Fleet sales fall 7.3% in 2018 as new car emissions rise
Both fleet and overall UK new car registrations fell in 2018 while continued anti-diesel policies caused new car CO2 to rise for the second successive year.
That’s according to figures released today by the Society of Motor Manufacturers and Traders (SMMT), which says that the data is a wake-up call to policymakers as environmental calls are at risk.
Private, fleet and business registrations all fell in 2018, with the biggest losses felt in the fleet sector (down 7.3%). Private and smaller business operator registrations were down 6.4% and 5.6% respectively. UK new car registrations as a whole fell 6.8% in 2018 to 2.37m units.

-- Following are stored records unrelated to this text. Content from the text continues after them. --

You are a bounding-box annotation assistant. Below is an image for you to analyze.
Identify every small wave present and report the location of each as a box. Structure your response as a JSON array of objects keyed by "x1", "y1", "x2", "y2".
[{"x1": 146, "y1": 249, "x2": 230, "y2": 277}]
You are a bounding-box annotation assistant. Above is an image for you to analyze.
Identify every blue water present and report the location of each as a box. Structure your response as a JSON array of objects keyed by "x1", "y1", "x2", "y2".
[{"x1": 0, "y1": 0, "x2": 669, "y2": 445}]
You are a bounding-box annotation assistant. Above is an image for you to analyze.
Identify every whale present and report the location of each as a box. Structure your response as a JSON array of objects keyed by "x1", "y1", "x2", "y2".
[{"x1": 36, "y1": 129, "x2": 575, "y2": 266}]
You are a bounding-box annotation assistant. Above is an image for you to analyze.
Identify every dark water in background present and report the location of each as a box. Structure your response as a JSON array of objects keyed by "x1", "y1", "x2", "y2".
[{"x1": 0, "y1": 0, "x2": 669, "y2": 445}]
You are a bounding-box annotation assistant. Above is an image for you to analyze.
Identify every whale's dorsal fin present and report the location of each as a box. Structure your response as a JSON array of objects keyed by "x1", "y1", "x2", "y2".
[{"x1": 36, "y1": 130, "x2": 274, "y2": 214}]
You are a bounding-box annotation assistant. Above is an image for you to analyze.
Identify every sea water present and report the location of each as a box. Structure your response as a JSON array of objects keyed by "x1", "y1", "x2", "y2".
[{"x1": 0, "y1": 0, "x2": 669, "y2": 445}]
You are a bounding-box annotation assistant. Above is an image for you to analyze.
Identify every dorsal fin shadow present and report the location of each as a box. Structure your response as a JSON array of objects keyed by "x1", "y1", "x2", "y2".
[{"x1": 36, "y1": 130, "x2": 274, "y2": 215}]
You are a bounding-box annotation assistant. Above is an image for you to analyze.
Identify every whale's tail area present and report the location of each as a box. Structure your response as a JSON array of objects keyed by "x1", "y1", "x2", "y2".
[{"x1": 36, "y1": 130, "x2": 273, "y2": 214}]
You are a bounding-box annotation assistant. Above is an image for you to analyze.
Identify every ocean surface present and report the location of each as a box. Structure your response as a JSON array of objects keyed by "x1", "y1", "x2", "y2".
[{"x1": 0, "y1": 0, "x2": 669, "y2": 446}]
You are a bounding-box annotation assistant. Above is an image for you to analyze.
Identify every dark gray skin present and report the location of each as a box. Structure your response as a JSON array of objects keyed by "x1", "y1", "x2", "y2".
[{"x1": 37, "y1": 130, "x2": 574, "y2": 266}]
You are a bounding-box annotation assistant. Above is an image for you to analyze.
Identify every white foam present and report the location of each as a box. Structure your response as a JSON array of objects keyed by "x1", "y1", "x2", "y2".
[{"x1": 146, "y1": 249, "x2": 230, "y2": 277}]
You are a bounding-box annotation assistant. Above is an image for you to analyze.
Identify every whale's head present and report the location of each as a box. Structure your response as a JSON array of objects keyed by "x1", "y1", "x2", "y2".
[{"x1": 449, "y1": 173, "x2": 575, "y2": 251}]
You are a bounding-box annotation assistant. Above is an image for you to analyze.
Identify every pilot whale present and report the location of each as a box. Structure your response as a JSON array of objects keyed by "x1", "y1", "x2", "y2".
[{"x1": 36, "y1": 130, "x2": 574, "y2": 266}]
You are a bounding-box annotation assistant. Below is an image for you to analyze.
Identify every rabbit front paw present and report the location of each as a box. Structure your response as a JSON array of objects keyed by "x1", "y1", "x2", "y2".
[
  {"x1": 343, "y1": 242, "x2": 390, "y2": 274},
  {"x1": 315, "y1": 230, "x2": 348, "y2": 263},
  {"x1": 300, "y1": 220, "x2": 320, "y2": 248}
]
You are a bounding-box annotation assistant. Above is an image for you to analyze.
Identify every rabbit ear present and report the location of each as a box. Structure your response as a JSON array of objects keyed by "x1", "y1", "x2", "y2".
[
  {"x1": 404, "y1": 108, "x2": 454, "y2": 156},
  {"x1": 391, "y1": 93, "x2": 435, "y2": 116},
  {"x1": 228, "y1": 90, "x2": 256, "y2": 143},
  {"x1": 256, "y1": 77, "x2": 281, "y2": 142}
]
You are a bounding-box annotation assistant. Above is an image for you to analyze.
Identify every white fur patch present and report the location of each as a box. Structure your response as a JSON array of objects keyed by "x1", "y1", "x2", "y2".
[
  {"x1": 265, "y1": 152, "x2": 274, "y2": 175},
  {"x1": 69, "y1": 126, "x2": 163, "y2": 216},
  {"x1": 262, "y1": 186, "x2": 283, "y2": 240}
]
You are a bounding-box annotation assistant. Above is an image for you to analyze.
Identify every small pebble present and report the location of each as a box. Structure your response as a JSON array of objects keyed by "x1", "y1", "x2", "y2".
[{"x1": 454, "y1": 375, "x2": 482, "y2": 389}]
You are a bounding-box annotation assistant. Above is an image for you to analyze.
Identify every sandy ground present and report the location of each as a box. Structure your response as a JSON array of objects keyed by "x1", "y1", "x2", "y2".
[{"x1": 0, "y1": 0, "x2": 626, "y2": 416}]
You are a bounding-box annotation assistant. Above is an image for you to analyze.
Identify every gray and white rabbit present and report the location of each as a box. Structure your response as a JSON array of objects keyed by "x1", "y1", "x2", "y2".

This comes on the back of a 7.9% downturn in fleet registrations for December, while private registrations were down 3.8% and sub-25 business registrations rose by 16.8%. Overall December registrations fell 5.5%.
Looking at vehicle types, 2018 registrations fell across all segments bar the dual purpose category, which grew by +9.1% to take a fifth of the market (21.2%). Despite registrations of superminis and lower medium cars falling by 2.5% and 9.4% respectively, these smaller vehicles remain the most popular – with a combined 58.7% market share.
Within the fuel types categories, the biggest volume decline was seen in the diesel sector, down 29.6% in 2018, with the volume loss equivalent to some 180% of the overall market’s decline. Growth in registrations of petrol (+8.7%) and alternatively fuelled vehicles (+20.9%) helped compensate but was not enough to offset the diesel downturn.
The SMMT data also showed that the move away from diesels has had a significant impact on the UK new car fleet average CO2, which was up for the second year running with a 2.9% increase to 124.5g/km. In a statement, the association said the downturn in CO2 as a result of diesel efficiencies – diesels are, on average, 15-20% more efficient than petrol equivalents – was being undermined by the shift to petrol and disappointing take-up of AFVs. The SMMT added that customer migration to different segment vehicles and the move to the new WLTP test, which produces higher figures, had impacted CO2, albeit on a smaller scale to the shift away from diesels.
The increase in CO2 will not only impact on carmakers trying to meet emission targets but will also have an impact on government climate change targets.
Mike Hawes, SMMT chief executive, said: “The industry is facing ever-tougher environmental targets against a backdrop of political and economic uncertainty that is weakening demand so these figures should act as a wake-up call for policy makers. Supportive, not punitive measures are needed to grow sales, because replacing older cars with new technologies, whether diesel, petrol, hybrid or plug-in, is good for the environment, the consumer, the industry and the exchequer.”